The basic idea is to project reservoir state to a large feature state, so the formulation of the network is:

\[r(n+1)=\tanh(Gz(n)+W^{\text{in}}p(n)+b)\] \[z(n+1)=\text{diag}(c(n))F'r(n)\]

where \(r(n)\in\mathbb{R}^{N\times 1}\), \(G\in\mathbb{R}^{N\times M}\), \(z(n)\in\mathbb{R}^{M\times 1}\), \(p(n)\in\mathbb{R}^{L\times 1}\), \(c(n)\in\mathbb{R}^{M\times 1}\), \(F'\in\mathbb{R}^{M\times N}\).

Now it’s easy to formulate the cost function as previous mentioned:

\[J(z, c)=\frac{1}{M}\sum_{i}||z_{i}-c_{i}z_{i}||^{2}+\frac{\alpha^{-2}}{M}\sum_{i}c_{i}^{2}\]

You can also calculate the fixed-point solution in this way:

\[c_{i}=E\left[z_{i}^{2}\right] (E[z_{i}]+\alpha^{-2})^{-1}\]

And of course you can adapt the entire \(c\) using stochastic gradient descent.

Well, here is a drawback, and it’s a serious one: it’s very hard to scale up, especially for high-dimensional data like images.

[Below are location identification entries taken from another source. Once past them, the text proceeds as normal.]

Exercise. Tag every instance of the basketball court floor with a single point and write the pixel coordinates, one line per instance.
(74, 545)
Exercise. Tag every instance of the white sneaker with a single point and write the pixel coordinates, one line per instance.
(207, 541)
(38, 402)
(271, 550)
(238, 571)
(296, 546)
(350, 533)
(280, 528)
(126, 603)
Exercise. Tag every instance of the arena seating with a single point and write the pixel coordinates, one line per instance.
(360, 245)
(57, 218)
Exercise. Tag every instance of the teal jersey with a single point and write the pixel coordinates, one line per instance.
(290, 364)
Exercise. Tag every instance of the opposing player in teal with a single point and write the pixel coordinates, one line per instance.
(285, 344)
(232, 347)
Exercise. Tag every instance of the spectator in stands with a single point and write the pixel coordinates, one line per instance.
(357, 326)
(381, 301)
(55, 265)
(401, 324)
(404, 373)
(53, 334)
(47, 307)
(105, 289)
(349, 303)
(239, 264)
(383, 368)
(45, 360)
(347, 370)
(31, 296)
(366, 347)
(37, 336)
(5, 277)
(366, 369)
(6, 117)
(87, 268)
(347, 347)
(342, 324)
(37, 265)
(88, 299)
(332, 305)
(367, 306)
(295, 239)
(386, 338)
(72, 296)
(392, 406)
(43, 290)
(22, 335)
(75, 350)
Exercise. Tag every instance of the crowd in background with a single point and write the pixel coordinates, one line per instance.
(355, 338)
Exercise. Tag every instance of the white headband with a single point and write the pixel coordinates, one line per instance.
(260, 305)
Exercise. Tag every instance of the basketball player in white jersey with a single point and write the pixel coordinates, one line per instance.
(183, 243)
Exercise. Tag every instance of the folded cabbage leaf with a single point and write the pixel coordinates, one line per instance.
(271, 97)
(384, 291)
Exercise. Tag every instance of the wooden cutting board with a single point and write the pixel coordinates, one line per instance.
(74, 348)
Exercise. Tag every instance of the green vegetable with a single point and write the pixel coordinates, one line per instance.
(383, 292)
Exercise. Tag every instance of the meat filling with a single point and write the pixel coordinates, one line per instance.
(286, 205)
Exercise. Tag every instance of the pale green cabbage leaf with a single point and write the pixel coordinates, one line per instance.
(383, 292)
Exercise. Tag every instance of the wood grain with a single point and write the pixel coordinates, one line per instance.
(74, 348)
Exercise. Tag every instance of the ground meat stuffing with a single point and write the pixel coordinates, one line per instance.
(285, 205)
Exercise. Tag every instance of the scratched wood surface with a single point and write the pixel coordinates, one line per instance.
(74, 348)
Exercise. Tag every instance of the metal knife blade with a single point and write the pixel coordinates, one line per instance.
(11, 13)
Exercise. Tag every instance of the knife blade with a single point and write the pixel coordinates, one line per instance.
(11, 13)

Withe millions of images, the system is going to compute between very large matrices.

At this point, we don’t really understand the full power of conceptor network and ELM yet. But one thing is for sure, there is no evidence where ELM or conceptor network is succeeded in large datasets, and this is also what we mostly worried.